Видит ли он еще что-нибудь, этот несчастный? Нет, нет, глаза его уже ничего не видят, хотя и устремлены куда-то вдаль, мимо той ужасной машины, которая вырисовывается между зеленой листвой.

По вискам приговоренного скатываются две капли холодного пота; рот раскрыт, как будто для того, чтобы крикнуть, но звук голоса застрял у него в горле.

Он подходит к эшафоту: жизнь его можно измерить теперь только секундами. На большой площади ни звука, ни даже шелеста крыльев пролетающей птицы; даже мелкий дождичек сыплется как-то бесшумно.

Не подымая ног, он всходит по лестнице: кажется, смерть уже унесла его и подняла над людьми. Омертвелые ноги безжизненно тянутся за безвольным телом. Связанные за спиной руки судорожно сжимаются и подергиваются; грудь вздымается, точно готова сейчас разорваться; шейные мускулы напряглись, как канаты.

Гильотина зияла своей открытой пастью, готовой поглотить несчастную голову, чтобы затем выкинуть ее в окровавленном виде.

На одну секунду он стал точно вкопанный, но два помощника быстро подхватили его, согнули голову и легким толчком повалили на помост. Палач всовывает его голову в отверстие, нож падает и прижимает ее, точно железной рукой.

Момент, ужасный момент, которому, кажется, нет и конца. Голова летит, описывая в воздухе полукруг и падает в корзину.

Правосудие торжествует.

Нам, журналистам, позволяют приблизиться. Тело кладут в гроб, выложенный ельником; но голова, как будто, живет еще, глаза не закрыты, высунутый язык слегка вздрагивает, а изо рта течет небольшая струйка кровянистой слюны. Один из помощников хватает ее за волосы и тоже бросает в гроб, который на простой телеге направляется в сторону физиологического института.

Площадь озаряется первыми лучами солнца; солдаты уходят, в то время, как палач с помощниками разбирает машину.

В физиологическом институте, куда мы тоже направились, нас уверяли, что сердце еще билось и что на сетчатке отражалась жизнь.

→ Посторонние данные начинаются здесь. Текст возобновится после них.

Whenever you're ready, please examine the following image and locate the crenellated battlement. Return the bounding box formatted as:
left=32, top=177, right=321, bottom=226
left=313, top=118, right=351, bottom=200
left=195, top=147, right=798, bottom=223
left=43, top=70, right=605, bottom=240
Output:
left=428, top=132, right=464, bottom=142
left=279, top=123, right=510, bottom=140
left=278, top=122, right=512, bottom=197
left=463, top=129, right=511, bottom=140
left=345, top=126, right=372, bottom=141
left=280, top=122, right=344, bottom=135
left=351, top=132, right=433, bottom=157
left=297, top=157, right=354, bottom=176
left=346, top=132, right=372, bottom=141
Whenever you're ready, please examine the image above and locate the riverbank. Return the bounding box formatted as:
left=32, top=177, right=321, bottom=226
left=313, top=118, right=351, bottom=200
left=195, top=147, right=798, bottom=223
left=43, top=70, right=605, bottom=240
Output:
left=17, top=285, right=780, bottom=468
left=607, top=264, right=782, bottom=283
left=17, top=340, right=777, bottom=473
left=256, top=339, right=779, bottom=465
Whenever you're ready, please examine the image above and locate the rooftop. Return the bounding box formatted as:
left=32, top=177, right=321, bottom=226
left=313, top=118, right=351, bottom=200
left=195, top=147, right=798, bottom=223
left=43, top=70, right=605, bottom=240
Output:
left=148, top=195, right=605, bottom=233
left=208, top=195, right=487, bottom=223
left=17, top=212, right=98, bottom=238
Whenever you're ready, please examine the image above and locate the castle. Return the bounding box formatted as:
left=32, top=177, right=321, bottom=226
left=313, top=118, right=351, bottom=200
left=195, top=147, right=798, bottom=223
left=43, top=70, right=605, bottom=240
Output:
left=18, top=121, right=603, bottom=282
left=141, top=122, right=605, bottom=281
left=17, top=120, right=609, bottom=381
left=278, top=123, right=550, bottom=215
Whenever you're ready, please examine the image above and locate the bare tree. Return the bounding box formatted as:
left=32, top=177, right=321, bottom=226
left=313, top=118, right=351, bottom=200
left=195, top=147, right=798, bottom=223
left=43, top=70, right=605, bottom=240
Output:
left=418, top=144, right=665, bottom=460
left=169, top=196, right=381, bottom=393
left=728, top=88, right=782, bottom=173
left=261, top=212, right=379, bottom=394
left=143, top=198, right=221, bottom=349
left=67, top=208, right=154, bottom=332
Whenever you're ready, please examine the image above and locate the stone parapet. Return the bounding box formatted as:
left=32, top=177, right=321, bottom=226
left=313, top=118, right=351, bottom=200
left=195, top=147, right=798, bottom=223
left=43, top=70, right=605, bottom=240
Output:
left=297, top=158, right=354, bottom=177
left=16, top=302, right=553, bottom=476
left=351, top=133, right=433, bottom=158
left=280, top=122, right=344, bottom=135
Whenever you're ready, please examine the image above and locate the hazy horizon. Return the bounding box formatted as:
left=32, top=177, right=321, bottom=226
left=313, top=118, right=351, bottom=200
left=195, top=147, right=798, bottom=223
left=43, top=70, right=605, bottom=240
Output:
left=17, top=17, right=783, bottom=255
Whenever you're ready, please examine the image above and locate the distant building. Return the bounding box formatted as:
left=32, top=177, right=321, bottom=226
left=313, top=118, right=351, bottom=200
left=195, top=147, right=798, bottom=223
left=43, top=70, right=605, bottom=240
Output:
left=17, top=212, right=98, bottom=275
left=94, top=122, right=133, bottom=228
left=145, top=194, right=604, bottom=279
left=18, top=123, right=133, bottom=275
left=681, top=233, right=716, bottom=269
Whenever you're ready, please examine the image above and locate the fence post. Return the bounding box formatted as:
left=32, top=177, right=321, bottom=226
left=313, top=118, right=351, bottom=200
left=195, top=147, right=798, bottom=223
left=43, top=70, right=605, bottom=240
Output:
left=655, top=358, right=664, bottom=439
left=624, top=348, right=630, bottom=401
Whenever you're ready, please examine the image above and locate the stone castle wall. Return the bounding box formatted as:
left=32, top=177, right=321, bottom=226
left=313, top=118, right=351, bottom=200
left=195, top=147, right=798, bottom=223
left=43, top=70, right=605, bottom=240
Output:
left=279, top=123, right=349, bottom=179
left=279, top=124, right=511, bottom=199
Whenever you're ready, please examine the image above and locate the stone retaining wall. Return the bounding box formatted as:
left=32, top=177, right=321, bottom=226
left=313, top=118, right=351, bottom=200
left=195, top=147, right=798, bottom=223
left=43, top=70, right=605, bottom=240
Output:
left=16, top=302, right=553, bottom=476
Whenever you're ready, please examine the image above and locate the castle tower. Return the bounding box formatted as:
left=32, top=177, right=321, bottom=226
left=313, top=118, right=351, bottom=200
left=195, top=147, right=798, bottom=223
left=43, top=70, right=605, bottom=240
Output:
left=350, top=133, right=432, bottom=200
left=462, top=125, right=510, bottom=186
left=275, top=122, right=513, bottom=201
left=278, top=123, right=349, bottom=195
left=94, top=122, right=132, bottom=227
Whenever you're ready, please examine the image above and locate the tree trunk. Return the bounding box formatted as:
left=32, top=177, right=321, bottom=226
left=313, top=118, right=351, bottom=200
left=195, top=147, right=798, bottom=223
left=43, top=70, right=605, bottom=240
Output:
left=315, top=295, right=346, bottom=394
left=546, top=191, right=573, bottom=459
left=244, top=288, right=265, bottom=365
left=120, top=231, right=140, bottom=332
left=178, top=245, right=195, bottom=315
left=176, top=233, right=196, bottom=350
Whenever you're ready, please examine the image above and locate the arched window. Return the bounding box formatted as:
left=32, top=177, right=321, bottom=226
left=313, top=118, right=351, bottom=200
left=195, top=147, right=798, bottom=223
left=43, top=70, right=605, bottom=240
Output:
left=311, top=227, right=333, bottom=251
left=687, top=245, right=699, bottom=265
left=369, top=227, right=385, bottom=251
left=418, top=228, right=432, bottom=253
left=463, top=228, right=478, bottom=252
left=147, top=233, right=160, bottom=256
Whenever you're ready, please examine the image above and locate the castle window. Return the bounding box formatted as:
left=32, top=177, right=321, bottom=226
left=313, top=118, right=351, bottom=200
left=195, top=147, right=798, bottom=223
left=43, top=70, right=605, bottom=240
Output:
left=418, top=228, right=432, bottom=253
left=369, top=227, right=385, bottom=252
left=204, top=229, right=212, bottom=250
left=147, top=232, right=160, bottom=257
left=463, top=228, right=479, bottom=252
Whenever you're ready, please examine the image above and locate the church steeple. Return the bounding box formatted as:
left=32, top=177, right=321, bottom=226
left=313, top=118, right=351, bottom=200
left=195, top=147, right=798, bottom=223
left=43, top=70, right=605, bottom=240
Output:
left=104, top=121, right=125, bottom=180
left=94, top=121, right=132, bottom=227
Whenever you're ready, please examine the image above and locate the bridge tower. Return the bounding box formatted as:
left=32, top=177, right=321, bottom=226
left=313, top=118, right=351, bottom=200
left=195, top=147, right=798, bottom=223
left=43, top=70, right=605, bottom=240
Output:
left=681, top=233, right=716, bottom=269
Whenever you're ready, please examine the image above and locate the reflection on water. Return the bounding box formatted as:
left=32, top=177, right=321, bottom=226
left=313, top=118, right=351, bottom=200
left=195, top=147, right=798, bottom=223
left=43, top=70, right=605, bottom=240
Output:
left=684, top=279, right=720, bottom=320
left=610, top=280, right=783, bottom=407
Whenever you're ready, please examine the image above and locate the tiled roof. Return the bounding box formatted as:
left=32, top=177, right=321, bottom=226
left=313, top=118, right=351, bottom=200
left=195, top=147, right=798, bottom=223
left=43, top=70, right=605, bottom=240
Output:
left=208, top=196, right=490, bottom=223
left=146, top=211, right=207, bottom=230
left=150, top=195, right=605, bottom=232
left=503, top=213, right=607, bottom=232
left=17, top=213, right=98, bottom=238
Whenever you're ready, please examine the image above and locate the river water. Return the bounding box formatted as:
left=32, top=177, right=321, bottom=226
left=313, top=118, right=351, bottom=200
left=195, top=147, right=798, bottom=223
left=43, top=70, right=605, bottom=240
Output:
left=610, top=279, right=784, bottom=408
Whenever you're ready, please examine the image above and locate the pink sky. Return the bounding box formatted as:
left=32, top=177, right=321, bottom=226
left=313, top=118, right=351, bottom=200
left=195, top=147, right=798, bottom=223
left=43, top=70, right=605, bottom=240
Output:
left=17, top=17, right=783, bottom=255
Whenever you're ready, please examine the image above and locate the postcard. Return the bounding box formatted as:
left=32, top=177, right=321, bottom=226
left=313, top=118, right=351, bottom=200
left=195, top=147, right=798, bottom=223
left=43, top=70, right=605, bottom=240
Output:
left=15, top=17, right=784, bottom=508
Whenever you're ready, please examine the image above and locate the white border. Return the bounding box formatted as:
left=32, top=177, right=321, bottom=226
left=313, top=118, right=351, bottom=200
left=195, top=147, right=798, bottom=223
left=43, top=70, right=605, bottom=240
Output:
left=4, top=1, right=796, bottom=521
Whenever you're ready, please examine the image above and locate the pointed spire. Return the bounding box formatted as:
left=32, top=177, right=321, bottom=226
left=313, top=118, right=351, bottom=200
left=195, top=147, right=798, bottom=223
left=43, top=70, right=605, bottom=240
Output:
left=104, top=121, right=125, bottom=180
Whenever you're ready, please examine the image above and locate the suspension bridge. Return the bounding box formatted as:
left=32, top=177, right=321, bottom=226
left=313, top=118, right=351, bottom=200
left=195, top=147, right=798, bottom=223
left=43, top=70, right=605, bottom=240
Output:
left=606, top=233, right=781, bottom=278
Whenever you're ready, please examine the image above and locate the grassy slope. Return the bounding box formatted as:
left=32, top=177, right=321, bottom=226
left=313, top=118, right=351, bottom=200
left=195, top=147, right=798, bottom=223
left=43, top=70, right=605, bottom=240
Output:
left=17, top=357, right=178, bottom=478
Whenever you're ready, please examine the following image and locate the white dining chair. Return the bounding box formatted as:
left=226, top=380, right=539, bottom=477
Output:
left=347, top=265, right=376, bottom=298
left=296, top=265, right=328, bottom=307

О, безжалостные человеческие законы, о, ученые юристы, неужели…

Но статья Тито Арнауди не могла еще заполнить две колонны, поэтому он дополнил ее разными комментариями в духе Толстого о праве убивать и судить; но так как и этого не хватало, то он сделал вступление по поводу возникновения гильотины.

Потом вспомнил последние слова Людовика XVI, который воскликнул Français, je meurs innocent-de tout[14]; припомнил слова Марии Антуанетты, обращенные к палачу, на грубость которого она сказала: «Pardon, monsieuer!», рассказал о том, как Елизавета, сестра Людовика XVI, стыдливо просила закрыть ей шею, после того, как палач, бросив ее под нож гильотины, обнажил ее; вспомнил о том, как дрожавший под ноябрьским дождем, Байли сказал, что дрожит он от холода, но не от страха. Потом прошел еще целый ряд исторических лиц вроде Шарлотты Кордэ, Дантона, Демулена и многих других…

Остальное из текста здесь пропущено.